Ok, taking into consideration that I am on hormone pills (in a non menopausal HRT way) and fresh off PMS, I have recently found myself oddly, oddly moved by this damn movie trailer – The Time Traveler’s Wife. I do love a good Eric Bana movie (minus that Hulk monstrosity, of course) and when I say this trailer moved me, I mean it moved me to tears. In the bloody office.
Movies used to be the only medium that could make me cry (not even my sad, real life could do that) but things have changed now. I’ve become that person that cries all the time. I have weekly weep-fests at night over the state and result of my life (which isn’t that bad in the light of day but the nights are usually hardest, aren’t they?), I even coo at strangers children (well, the cute ones at least). And today, I spent my lunch hour looking at wedding venues. Wedding venues! For whose wedding?! I don’t plan on getting married or having children soon – so why in good God am I doing these things, feeling these emotions, pondering these choices?

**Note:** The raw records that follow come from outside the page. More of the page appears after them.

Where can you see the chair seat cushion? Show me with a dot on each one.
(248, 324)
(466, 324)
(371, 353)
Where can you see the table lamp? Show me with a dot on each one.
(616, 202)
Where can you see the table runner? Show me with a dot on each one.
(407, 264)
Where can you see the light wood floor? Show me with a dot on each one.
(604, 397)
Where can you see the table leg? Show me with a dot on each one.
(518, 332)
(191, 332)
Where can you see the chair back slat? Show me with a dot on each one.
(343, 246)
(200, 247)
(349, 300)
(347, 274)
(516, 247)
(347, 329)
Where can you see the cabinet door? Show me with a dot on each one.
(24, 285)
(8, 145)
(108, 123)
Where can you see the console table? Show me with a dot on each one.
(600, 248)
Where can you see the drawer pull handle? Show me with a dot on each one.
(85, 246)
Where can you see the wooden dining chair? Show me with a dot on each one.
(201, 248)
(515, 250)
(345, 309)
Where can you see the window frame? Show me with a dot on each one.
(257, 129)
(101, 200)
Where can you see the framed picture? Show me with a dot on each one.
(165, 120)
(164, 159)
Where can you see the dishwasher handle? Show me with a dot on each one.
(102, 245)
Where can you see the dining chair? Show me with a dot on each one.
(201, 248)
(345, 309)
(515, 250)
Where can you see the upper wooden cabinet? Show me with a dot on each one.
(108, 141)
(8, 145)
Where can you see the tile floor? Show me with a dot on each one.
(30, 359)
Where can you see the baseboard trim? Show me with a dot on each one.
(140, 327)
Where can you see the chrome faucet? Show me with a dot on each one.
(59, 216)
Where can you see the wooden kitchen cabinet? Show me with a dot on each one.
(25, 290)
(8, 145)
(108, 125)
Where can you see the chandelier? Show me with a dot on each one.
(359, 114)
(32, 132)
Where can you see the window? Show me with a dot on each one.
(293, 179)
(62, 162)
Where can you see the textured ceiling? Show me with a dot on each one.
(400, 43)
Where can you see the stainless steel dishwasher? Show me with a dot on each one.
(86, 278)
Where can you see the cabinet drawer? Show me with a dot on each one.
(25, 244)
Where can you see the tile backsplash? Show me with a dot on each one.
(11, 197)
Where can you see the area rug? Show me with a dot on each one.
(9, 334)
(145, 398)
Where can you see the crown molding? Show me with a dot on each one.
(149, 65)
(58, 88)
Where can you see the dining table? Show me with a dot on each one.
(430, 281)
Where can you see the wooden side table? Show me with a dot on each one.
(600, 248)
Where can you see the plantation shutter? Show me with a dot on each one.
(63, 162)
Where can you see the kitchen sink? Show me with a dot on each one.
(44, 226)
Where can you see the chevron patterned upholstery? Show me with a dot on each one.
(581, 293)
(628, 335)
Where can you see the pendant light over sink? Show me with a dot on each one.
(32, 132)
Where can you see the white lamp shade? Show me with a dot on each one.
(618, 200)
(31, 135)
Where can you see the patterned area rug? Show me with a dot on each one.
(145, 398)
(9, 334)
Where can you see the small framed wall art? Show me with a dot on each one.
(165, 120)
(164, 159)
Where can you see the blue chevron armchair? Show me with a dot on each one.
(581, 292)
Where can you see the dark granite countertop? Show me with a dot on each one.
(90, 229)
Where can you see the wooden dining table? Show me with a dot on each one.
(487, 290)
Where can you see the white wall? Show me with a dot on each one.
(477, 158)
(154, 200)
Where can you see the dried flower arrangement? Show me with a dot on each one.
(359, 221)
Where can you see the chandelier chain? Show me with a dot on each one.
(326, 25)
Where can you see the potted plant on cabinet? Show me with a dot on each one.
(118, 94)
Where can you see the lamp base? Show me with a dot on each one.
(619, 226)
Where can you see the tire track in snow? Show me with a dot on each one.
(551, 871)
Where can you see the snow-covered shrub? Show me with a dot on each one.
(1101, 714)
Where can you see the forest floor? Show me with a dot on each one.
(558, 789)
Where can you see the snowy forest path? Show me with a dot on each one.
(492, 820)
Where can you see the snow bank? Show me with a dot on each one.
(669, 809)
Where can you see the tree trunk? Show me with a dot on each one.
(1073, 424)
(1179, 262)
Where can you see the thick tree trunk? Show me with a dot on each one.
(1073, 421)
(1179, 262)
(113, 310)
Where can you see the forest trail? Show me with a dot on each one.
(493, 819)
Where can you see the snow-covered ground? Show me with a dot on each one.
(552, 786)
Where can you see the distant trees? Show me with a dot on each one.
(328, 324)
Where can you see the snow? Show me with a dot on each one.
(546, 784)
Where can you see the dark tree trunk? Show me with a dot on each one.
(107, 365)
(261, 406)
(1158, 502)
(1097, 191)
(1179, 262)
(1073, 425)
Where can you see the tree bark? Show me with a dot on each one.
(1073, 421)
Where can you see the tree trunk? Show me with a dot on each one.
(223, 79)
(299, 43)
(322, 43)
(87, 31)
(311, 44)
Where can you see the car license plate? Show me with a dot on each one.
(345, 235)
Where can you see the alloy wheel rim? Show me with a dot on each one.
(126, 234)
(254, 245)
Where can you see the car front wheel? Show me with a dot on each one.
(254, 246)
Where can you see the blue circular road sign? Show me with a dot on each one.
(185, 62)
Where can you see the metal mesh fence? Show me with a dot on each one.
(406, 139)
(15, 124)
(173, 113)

2 possible reasons exist that can explain this bizarre scenario. One: I have closed myself off from these choices due to emotional ambivalence before and now, I’m opening up to the possibilities of not being such a hard ass. Two: The ever present, ever ticking biological clock. No matter how much to try to quell the tick-tock with logic and lots of career plans, it’s there – like the pea under the Princess’ mattress – lodged and pressing into my womb – an uncomfortable reminder of time swiftly passing me by as everyone I know gets married and has babies. Time is truly a double-edged sword.